The button slowplayed his top set on what looked like a completely safe board (and I guess it was; I obviously fold to a bet on the flop), giving me a chance to find a little something. Things weren't completely dire, though: I did have a 7.37% chance to win the hand after the flop.
So after one week, the standings are Bad Beats 1, Suckouts 0.
I've become an immediate fan of the Hand Analyzer... although the percentages sometimes make the bad beats hurt even more!
Posted by: CJ at December 3, 2003 1:03 AMI feel I have to question your methodology :)
Because..... wouldn't a "good" player have many more heinous bad beats than super suckouts? Your goal, as a good player, is to get in with the best of it. So to have a SUPER suckout, you would first of all have to be playing a questionable starting hand, and then make really bad bets on the turn and river, which, again as a good player you would typically not do. So I would think that NOT being a really bad player your bad beats will no doubt be more miraculous than your suckouts. Not that I'm not really intrigued by your premise and will read each and every post and no doubt vicariously share your joy and heartache.
I mean I'm not exactly Rain Man here in matters of statistics and stuff (just ask CJ about my mathematical prowess or more precisely lack thereof), but it still seems like it would be a little skewed to me. Just wondering if this is so or just one of those mathematical illusions.
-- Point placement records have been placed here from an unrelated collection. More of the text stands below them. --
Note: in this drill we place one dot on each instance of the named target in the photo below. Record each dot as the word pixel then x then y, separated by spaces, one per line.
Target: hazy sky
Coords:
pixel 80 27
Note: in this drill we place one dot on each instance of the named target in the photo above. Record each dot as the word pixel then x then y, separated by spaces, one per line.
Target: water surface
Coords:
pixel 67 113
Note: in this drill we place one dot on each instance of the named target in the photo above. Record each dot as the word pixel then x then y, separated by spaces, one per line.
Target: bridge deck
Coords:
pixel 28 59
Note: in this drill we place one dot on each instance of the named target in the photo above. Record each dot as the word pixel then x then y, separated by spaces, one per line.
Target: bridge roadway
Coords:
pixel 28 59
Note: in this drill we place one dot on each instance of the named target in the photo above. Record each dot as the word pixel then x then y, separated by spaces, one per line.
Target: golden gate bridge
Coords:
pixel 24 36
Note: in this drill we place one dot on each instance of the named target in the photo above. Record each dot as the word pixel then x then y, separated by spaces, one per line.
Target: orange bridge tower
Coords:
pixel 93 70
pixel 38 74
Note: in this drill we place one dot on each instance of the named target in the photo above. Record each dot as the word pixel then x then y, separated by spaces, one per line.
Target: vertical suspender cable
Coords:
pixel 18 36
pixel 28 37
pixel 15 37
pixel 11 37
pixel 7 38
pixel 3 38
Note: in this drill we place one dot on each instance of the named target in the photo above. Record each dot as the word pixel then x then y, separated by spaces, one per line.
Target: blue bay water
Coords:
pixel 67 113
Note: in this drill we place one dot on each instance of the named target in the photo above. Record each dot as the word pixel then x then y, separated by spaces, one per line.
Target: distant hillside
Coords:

While it's true that a "better" poker player would want to have more bad beats than suckouts to demonstrate a "better" playing style... every poker player would rather win as many hands as possible... even if it's a suckout.
Besides, sometimes you can get drawn into a suckout because a bad player is slow-playing a made hand. It's happened to me on both sides!
Posted by: CJ at December 4, 2003 5:52 PMOr sometimes you can be playing a reasonable, or even a decent hand, but still be way behind, like being set #2 in the old set vs. set.